The Editor-in-Chief, of National Record, Iduh Lawrence Onah has tasked journalists in Nigeria to engage in an ethical investigation of issues concerning the violation of rights of workers, sexual harassment, abuse of rights of people with disabilities, unfair labour or precarious labour practices by employers – whether public or private in the County.
Onah made the call in Abuja on Monday in his welcome remarks at a three days Internal Retreat/Training Workshop on investigative journalism organized by National Record with support from the MacArthur Foundation through Whole Soyinka Center for Investigative Journalism.
He said that it is important for the media to hold accountable government at all levels, public servants, private organizations, and individuals in positions of authority for their actions and inactions.
According to him, the organization is committed to an open society governed by civilized, democratic, and accountable norms; a society whose governance code is people-driven for a secure and sustainable future.
He averred that the Essence of the program beyond the broad objective of building the capacity of journalists is mainly meant to sharpen the professional instinct of participants in the area of investigative or accountability journalism so that in the end, they will be commissioned to carry out investigation and report on issues affecting the Nations development.
Continuing Onah said “To speak for and defend workers interests; to sustainably serve as a channel through which progressive politics, trade union issues and generally where concerns of vulnerable groups will always receive prime attention.
“Our broad focus under the CMEDIA Project is tracking and investigating labour-related issues, including workplace sexual abuse/harassment; abuse of rights of marginalized groups by public and private entities as well as harmful environmental activities of national and multinational corporations in local communities”.
In his paper presentation on Investigative Reporting, “What should journalists investigate” a Judge from Wole Soyinka Center for Investigative Journalism by
Dr.
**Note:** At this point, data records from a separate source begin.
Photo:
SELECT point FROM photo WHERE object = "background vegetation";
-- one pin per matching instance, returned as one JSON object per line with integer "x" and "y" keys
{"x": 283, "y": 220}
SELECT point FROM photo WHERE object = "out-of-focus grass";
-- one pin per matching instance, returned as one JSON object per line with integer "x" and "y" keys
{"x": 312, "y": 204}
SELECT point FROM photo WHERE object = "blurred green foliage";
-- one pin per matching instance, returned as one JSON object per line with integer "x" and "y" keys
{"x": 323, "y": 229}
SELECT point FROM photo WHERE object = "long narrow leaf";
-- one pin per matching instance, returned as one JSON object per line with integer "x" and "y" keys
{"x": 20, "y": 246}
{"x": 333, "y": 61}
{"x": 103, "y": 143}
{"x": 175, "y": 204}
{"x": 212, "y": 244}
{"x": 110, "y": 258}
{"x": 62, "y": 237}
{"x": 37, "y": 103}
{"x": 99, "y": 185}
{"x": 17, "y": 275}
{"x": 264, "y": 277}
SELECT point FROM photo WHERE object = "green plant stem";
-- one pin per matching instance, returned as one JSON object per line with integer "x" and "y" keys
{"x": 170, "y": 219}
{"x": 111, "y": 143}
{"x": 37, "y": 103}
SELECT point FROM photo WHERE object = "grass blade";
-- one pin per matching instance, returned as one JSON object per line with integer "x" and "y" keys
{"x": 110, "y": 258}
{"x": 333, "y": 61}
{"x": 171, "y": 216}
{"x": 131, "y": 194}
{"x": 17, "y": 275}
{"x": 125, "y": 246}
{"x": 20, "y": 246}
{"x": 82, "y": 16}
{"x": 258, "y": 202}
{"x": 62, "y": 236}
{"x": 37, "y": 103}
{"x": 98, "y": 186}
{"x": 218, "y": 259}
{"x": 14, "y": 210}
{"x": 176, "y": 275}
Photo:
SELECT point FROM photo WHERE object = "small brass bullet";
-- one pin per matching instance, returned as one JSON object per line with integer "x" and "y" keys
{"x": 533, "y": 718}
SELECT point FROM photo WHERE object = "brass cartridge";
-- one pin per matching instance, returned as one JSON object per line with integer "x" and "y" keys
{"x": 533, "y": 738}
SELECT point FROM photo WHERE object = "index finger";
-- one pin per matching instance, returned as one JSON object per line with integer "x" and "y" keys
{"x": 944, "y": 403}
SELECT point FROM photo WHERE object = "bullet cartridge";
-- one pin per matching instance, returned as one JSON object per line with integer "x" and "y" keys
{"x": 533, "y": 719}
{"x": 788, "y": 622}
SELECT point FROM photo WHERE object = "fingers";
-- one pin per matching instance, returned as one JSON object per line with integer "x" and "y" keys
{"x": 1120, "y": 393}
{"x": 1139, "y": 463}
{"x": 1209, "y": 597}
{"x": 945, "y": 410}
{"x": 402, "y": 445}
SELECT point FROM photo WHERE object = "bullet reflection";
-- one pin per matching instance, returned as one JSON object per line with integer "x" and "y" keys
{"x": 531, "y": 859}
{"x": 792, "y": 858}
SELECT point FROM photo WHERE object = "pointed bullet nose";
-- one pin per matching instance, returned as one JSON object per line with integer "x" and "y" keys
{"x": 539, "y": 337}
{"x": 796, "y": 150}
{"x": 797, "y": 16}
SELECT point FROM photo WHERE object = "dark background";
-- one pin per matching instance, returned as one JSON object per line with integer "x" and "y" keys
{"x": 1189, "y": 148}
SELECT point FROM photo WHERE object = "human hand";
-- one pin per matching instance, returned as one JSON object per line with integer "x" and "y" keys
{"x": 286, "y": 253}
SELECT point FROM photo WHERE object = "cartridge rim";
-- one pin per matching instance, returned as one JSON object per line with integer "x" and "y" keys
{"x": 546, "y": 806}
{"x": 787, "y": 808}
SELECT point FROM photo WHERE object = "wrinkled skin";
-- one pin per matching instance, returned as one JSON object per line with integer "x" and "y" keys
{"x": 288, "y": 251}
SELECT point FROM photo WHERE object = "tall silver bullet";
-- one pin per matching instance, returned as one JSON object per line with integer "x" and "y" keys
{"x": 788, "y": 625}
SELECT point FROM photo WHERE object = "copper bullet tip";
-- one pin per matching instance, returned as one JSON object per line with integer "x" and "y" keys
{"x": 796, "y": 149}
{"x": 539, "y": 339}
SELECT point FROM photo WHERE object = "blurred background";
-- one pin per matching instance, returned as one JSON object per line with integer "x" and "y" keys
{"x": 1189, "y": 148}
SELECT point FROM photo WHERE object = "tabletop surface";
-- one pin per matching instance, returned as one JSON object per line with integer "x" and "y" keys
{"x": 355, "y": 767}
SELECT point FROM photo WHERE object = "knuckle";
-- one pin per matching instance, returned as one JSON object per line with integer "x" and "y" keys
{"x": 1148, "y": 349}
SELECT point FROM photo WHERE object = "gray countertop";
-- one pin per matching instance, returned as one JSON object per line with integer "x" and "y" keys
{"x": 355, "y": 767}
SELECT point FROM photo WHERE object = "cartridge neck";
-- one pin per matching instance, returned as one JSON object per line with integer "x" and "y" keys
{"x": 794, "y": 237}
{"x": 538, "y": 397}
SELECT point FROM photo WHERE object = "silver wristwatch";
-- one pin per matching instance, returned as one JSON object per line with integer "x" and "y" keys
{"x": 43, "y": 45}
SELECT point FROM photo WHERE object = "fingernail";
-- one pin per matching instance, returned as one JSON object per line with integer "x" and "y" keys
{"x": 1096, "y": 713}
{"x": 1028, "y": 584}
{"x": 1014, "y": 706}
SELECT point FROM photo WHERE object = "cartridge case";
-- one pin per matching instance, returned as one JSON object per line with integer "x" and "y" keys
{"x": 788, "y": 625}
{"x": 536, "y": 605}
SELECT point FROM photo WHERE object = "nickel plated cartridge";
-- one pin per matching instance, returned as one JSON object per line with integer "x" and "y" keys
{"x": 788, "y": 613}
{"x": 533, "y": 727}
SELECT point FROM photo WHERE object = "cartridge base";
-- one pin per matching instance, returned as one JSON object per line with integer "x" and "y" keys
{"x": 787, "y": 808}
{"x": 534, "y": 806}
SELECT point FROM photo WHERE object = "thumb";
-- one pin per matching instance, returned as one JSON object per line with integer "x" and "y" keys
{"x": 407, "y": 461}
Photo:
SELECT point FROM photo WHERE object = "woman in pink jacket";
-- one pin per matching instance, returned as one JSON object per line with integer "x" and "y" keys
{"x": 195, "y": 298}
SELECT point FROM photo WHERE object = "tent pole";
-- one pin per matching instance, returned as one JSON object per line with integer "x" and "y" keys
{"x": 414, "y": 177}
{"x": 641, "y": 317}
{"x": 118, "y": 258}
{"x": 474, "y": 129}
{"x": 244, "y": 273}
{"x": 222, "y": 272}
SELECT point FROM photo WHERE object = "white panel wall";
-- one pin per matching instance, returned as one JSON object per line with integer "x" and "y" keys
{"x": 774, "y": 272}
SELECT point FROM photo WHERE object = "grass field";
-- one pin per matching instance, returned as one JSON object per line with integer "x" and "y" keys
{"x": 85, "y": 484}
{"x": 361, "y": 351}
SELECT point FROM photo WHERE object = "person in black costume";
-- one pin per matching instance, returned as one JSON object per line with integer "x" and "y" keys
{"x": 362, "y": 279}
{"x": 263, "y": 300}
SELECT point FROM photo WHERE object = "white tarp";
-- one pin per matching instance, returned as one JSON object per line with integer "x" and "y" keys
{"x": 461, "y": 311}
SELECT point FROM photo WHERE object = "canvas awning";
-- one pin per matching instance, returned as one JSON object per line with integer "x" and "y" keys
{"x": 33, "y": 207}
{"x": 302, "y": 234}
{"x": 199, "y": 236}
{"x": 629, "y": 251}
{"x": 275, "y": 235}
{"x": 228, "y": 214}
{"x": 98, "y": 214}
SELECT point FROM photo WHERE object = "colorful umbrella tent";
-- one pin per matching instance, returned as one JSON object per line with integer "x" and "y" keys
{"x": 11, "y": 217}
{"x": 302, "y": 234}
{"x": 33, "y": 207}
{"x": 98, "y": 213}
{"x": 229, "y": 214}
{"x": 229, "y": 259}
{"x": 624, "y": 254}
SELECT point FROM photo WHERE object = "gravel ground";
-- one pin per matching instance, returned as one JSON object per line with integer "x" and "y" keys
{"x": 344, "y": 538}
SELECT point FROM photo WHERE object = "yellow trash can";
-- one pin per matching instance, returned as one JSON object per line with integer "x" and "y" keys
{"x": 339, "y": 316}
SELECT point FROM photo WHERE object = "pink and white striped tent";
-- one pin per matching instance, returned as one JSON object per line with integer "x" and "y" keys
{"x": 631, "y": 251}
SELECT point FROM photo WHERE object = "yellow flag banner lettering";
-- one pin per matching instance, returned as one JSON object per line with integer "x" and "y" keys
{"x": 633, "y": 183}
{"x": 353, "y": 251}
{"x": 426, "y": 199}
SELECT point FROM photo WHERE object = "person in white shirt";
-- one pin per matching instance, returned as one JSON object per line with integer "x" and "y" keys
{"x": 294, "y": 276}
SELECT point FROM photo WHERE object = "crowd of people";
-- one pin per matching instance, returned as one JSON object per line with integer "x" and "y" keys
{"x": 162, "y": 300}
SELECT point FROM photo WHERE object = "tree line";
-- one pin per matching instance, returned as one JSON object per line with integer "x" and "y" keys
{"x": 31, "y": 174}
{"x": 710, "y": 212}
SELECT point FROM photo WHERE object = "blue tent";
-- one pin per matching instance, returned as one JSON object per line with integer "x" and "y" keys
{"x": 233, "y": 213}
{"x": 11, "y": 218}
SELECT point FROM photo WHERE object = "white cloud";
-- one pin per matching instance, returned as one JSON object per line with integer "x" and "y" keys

Theophilus Abbah said journalists should avoid being rubber-stamped but rather engage in investigative issues that would correct the wrongs in Society.
Abbah stated that, for an investigative story to add value to society, the journalists must consider the significance of the investigation, unraveling the crime’s impact on the lives of the people, and having the skills and capacity to unravel the crime.
He itemized fraud, conflict of interest, waste and management, murder, organized crimes, cyber crime, drug abuse, sex, and related offenses, and procurement fraud as some of the things journalists should Investigate to put an end to corruption in Nigeria.
He reminded journalists that an investigative story is not a news story, feature, or interview it involves research, digging deep to unravel fraudulent activities in the Country.
Another paper presented during day one of the training was “investigative journalism: Practical Guides to Writing Your Report by Ejekwonyilo Ameh, from Premium Times.
Participants in the three days investigative were drawn from Kogi Benue and Federal Capital Territory Abuja.
The program is supported by the McArthur Foundation through the Wole Soyinka Centre for Investigative Journalism (WSCIJ) in a 3-year project under the theme: “Collaborative Media Engagement for Development Inclusivity and Accountability,” otherwise known as CMEDIA Project.